Par conséquent, plutôt que d’accepter que le processus de préparation du projet de loi ou de délibération au parlement ne consiste surtout à renégocier à la baisse l’ambition de chaque mesure une par une, ou de demander sa suppression au titre de son manque d’efficacité ou de son impact social ou économique très important11 , le débat devrait avoir pour règle qu’il ne soit possible de demander qu’une mesure soit retirée qu’à la condition qu’une mesure alternative soit proposée et fasse la preuve qu’elle est autant ou plus efficace en matière de réduction de gaz à effet de serre et de respect de la justice sociale ; le retrait d’une mesure devrait également justifié de manière transparente, afin de renforcer la confiance des citoyens.

Il est encore temps que le débat public et surtout que le débat parlementaire s’engagent sur ces principes, pour éviter à la fois que la CCC ne soit perçue comme pur simulacre de démocratie délibérative et que le Parlement ne paraisse dessaisi de sa légitimité politique. C’est bien l’exposé des motifs rédigé par la convention qui peut et doit faire foi en ultime recours, s’il apparaissait un questionnement d’interprétation de la traduction légistique proposée, pour juger de la fidélité à cette intention d’une alternative à la mesure citoyenne et, surtout, pour transmettre au pays entier la délibération des 150 : cette riche profession de foi, seule, peut permettre de reprendre le débat en bénéficiant de leurs travaux et de leurs propositions. Au risque, sinon, de repartir à zéro. Il faut aussi déjà anticiper, néanmoins, que sur un certain nombre des 149 mesures, le résultat de la délibération parlementaire pourra aboutir à un résultat moins ambitieux que ce que les citoyens avaient proposé.
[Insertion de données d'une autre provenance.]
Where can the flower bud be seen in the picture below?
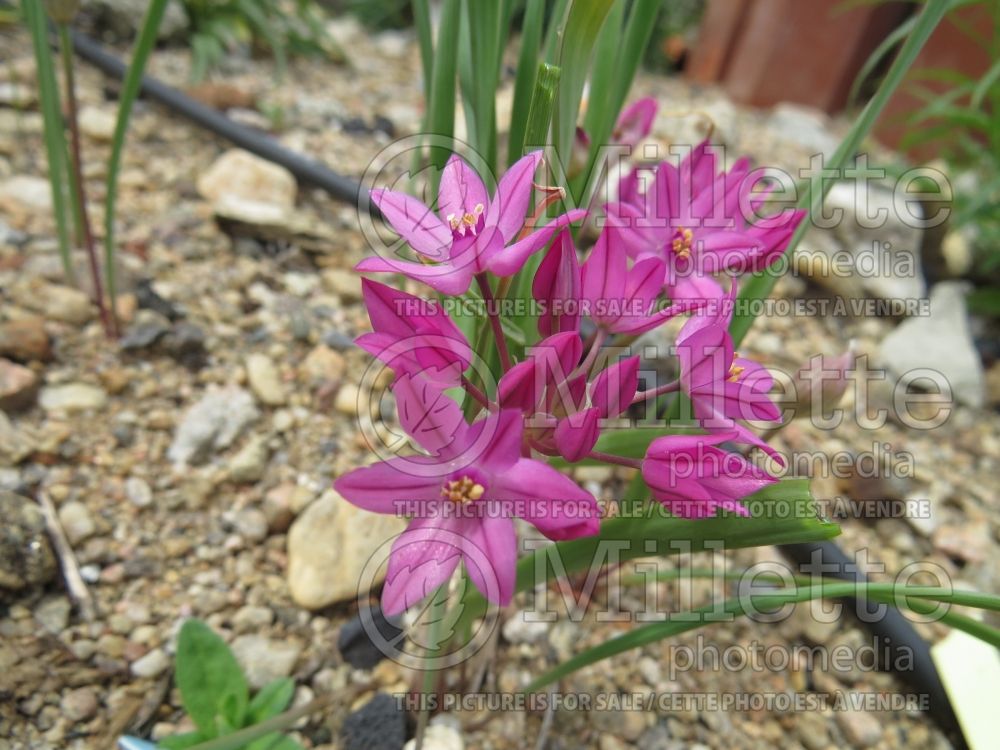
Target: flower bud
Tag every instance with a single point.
(62, 11)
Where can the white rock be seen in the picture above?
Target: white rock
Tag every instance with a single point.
(265, 381)
(264, 660)
(942, 342)
(76, 521)
(72, 397)
(97, 123)
(152, 664)
(26, 192)
(240, 174)
(329, 546)
(805, 126)
(213, 423)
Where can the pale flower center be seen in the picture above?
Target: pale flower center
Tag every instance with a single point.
(681, 243)
(462, 490)
(466, 222)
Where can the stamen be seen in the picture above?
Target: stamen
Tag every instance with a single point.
(681, 243)
(462, 490)
(467, 221)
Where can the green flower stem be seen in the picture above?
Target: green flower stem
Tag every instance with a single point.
(494, 317)
(108, 319)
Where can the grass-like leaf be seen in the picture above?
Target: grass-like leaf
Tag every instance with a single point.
(56, 150)
(759, 286)
(920, 599)
(784, 515)
(524, 81)
(129, 93)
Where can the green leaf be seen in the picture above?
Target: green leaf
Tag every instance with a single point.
(271, 700)
(211, 682)
(524, 81)
(130, 91)
(782, 514)
(575, 50)
(888, 593)
(759, 287)
(52, 121)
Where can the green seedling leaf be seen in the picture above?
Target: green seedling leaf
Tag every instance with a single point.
(213, 688)
(272, 699)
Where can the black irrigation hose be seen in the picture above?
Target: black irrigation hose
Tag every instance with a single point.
(898, 642)
(306, 170)
(893, 629)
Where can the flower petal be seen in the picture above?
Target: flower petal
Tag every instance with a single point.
(442, 277)
(510, 204)
(415, 223)
(552, 502)
(422, 558)
(460, 191)
(386, 486)
(429, 416)
(614, 387)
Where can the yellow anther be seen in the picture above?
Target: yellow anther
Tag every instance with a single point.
(681, 243)
(467, 221)
(462, 490)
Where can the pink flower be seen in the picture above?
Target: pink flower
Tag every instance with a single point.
(563, 411)
(693, 478)
(700, 222)
(412, 335)
(724, 388)
(556, 287)
(462, 498)
(620, 299)
(472, 233)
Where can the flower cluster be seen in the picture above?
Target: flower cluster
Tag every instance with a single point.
(659, 255)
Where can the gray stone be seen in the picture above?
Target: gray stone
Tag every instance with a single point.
(26, 557)
(329, 546)
(264, 660)
(942, 342)
(212, 424)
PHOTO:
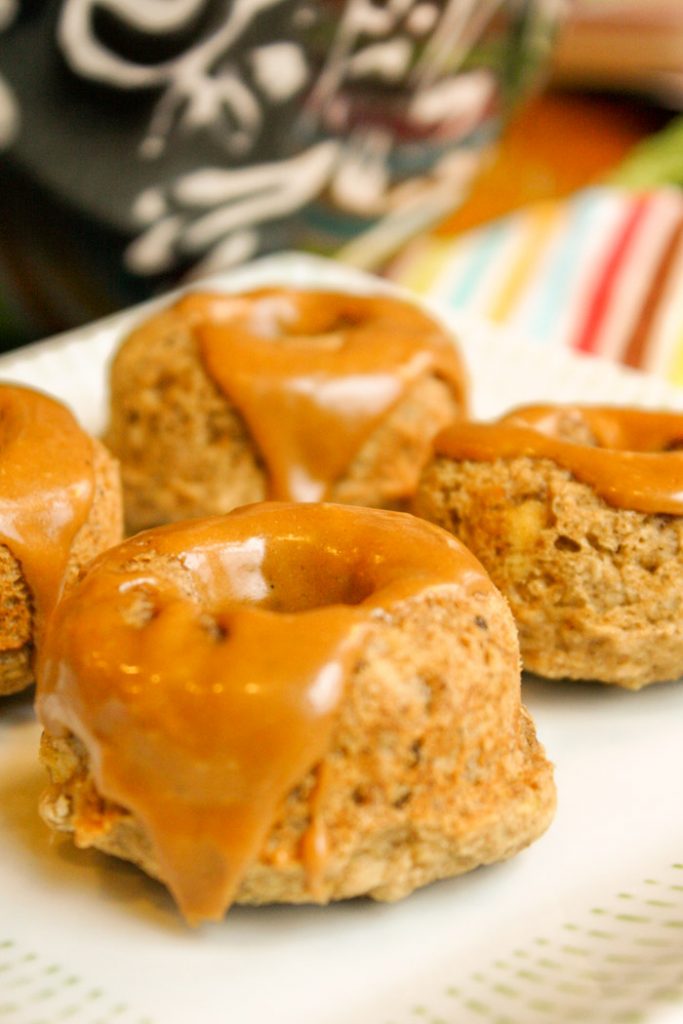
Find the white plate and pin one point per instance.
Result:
(585, 926)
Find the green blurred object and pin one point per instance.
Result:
(657, 161)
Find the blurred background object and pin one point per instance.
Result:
(625, 44)
(146, 142)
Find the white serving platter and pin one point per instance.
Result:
(585, 926)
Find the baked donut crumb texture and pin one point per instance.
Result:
(419, 761)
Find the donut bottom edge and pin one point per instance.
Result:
(596, 591)
(432, 772)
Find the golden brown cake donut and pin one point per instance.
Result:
(578, 514)
(59, 506)
(300, 395)
(290, 704)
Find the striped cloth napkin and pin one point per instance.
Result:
(600, 272)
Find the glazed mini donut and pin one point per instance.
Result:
(221, 400)
(578, 514)
(290, 704)
(59, 506)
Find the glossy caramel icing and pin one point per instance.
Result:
(203, 665)
(46, 487)
(313, 374)
(629, 457)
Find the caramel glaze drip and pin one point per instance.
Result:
(46, 488)
(203, 665)
(629, 457)
(314, 373)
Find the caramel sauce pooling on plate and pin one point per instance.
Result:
(629, 457)
(313, 374)
(46, 488)
(203, 666)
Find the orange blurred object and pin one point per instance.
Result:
(559, 142)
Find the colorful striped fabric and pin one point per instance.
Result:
(600, 272)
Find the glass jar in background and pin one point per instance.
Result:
(145, 142)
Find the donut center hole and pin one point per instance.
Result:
(303, 576)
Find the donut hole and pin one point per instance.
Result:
(302, 577)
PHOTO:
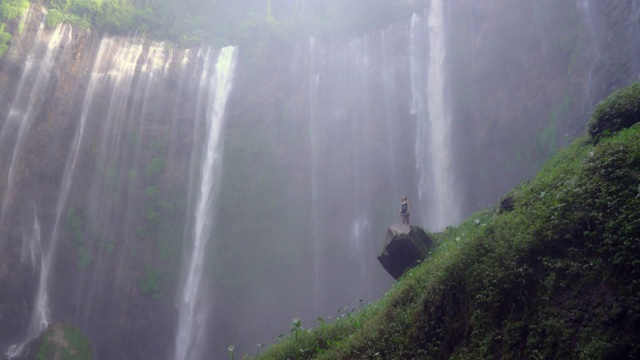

Il faut à cet égard que la société civile, les experts mais aussi les instances légitimes d’évaluation comme le Haut Conseil pour le climat, se préparent à questionner la cohérence entre un tel arbitrage politique et l’engagement d’accélérer la réduction des émissions de gaz à effet de serre pour atteindre -40 % en 2030. Si toutes les conditions de la transition et de l’accélération de l’action ne sont pas mises en place dès maintenant, à quelle temporalité des mesures complémentaires pourraient-elles être prises ? Parce que le changement climatique, lui, n’attend pas.